Friday, November 23, 2012

#113: Thanksgiving Leftovers


**This is a special Friday edition of That's So Dad. We took off Thanksgiving (actually just forgot to write the post) so enjoy this week's article.**

So it is the day after Thanksgiving, the whole family is recovering from an orgy of turkey, pumpkin pie, and green bean casserole. The laziness is staggering as are the noises being expelled from your brother's body. But there is one person who is not ready to let the party die. As you contemplate suicide to end the pain of a severly overstuffed stomach, Dad starts busting out the aluminum foiled pecan pie and ziplock bags full of turkey and mashed potatoes. "Who is ready for Round Three? The turkey is still moist!" Dad exclaims as the rest of the family begins dry heaving just by the mere thought of food. Dads and Thanksgiving Leftovers go hand in hand since the era of the Pilgrims.

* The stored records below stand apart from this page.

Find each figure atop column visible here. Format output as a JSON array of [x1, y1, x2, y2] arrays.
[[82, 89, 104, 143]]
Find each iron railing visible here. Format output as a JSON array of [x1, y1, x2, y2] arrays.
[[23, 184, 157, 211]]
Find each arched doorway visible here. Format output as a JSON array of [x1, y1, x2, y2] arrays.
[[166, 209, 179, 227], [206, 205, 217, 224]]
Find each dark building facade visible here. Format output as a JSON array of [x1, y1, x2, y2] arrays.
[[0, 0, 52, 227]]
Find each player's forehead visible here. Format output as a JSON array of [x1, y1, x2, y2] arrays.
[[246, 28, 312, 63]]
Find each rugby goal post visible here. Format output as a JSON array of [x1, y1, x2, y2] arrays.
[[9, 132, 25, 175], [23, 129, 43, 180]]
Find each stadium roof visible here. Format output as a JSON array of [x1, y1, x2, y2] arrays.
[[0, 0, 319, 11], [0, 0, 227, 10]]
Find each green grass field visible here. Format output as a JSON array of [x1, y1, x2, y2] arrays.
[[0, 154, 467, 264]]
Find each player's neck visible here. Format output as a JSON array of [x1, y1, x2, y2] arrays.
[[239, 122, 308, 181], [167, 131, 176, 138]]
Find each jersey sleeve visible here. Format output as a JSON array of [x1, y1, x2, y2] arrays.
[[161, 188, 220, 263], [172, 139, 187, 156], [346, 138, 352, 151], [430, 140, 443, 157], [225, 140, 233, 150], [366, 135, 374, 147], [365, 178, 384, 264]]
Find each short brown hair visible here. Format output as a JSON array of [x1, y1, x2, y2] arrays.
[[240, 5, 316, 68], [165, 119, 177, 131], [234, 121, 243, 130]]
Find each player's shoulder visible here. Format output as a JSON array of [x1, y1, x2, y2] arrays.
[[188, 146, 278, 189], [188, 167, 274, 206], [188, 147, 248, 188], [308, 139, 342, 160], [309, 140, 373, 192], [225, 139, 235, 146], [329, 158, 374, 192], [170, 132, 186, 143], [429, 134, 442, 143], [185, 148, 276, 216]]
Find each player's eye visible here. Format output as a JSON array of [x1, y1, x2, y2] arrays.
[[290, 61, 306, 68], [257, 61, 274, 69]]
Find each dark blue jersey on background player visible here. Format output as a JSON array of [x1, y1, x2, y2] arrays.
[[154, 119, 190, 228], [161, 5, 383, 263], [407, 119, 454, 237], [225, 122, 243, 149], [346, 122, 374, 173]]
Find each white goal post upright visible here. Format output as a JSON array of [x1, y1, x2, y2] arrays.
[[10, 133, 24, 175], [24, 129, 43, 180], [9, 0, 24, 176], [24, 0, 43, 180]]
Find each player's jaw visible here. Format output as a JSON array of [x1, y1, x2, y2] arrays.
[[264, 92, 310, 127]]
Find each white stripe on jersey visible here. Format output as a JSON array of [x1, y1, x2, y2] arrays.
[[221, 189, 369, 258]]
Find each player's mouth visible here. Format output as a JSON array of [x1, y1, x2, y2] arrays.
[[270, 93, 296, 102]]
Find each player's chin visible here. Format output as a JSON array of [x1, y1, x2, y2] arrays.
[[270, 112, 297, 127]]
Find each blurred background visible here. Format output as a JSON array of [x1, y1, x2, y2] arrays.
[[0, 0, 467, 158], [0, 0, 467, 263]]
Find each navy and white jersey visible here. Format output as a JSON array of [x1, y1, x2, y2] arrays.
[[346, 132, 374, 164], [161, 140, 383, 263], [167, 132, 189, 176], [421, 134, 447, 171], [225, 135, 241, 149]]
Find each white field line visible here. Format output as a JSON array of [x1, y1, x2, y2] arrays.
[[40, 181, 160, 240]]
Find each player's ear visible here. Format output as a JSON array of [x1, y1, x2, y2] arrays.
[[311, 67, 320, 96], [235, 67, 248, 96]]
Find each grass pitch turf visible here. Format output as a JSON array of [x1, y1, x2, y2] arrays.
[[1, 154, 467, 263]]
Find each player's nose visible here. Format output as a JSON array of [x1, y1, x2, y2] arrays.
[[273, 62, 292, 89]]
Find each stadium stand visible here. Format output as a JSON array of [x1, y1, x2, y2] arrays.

Dad's appetite is always curtailed by mom. She will always shut down Dad's true hunger. "Do you REALLY need that fourth hot dog?" "I think you should just get the small popcorn." "He will have the 12 oz. steak, not the 48oz Sir Loin-a-Lot." But Thanksgiving is not a time for portion control, it is a time for pure gluttony. So when Dad sees the inevitable leftovers of the Thansgiving carnage, he goes into forage mode. He WILL eat every bit of that turkey like a bear preparing for hibernation. It usually isn't a plate identical to the main attraction, rather it is a sandwich stacked higher than a Big Mac on top of a KFC Double Down (and more calories too). Dad piles up turkey, turkey skin, mashed potatoes, gravy, more turkey skin, stuffing, cranberry sauce, even more turkey skin, and green bean casserole between two slices of white bread with some gravy on the side. It takes a Civil Engineering degree just to build a sandwich of this magnitude. Dad demolishes the meal with a tall glass of milk, nothing else. It must be milk.

As you sit there, slack jawed that Dad put a bowling ball sized sandwich down his gullet, you realize that it is an occasion more special to Dad than having the family around the real Thanksgiving table. It is not a time for manners or pomp & circumstance. It is for gorging, plain and simple. It is only 364 days away!